TL;DR: Swap rates have surged from 3.6% to over 4.5% in two months; this has pushed average two-year fixed mortgage rates up by more than 1.1 percentage points, impacting borrowers and brokers alike.

What Are Swap Rates and Why Are They Important?

Swap rates are important in determining the pricing of fixed-rate mortgages. They represent the cost of exchanging fixed interest payments for variable ones over a set period. As swap rates rise, so do fixed-rate mortgage costs, which can directly affect borrowers seeking stability in their mortgage payments.

How Have Recent Events Affected the Mortgage Market?

In early 2026, geopolitical tensions involving the US, Israel, and Iran led to a sharp increase in swap rates. Between March and May, the two-year swap rates climbed from approximately 3.6% to over 4.5%. This spike resulted in average two-year fixed mortgage rates rising from 3.97% to 5.14%, marking an increase of over 1.1 percentage points. This shift indicates a growing cost for borrowers looking for fixed-rate options.
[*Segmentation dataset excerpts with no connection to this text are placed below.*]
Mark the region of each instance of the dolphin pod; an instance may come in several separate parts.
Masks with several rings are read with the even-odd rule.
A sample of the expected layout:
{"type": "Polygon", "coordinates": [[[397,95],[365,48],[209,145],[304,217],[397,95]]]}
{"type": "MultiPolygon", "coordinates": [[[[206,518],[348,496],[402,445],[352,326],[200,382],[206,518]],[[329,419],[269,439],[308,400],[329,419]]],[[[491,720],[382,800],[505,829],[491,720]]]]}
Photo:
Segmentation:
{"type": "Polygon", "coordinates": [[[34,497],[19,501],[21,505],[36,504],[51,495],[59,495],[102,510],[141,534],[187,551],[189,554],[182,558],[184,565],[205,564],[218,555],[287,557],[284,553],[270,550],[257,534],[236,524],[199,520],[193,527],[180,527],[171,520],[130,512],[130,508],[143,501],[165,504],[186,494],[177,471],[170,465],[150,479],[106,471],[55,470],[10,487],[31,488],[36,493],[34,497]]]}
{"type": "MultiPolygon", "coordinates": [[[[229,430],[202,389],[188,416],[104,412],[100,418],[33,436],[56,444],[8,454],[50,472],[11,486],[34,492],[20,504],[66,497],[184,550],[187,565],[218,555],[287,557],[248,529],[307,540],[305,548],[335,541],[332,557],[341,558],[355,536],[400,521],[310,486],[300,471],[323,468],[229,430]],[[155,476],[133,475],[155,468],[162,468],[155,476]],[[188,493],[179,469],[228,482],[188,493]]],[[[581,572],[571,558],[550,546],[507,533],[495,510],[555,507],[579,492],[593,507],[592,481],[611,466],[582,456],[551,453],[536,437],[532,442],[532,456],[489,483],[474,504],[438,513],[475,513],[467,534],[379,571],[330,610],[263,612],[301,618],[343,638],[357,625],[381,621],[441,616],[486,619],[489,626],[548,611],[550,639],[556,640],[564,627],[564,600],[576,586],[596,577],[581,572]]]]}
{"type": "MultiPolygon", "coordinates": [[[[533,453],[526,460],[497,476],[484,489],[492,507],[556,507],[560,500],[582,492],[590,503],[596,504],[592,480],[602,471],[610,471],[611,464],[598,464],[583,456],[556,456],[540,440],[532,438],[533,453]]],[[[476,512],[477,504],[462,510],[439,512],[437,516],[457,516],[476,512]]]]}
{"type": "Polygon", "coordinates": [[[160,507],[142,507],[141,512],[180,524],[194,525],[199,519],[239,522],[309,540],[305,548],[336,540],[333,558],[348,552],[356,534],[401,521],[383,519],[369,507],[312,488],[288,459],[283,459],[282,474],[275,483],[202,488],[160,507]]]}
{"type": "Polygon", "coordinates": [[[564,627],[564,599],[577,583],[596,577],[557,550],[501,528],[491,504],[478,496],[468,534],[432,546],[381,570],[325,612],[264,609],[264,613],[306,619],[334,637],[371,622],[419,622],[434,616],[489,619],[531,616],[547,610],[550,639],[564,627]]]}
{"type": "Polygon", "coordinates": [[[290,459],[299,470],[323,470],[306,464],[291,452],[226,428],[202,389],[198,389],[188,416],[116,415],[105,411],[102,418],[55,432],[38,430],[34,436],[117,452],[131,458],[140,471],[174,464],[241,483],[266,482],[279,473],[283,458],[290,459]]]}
What This Means for Borrowers and Brokers

For borrowers, the increase in fixed-rate mortgage costs may lead to higher monthly payments, impacting affordability. Brokers must stay informed about these changes to provide accurate advice to clients. Understanding the relationship between swap rates and fixed-rate pricing is essential for navigating the current mortgage market effectively. For those interested in exploring options, checking current mortgage rates can provide valuable insights.

Frequently asked questions

What should borrowers consider in a rising rate environment?

Borrowers should assess their financial situation and consider locking in fixed rates sooner rather than later, as rising swap rates may lead to even higher mortgage costs.

How can brokers help clients during these changes?

Brokers can guide clients through the implications of rising rates, ensuring they understand their options and the potential impact on their mortgage choices.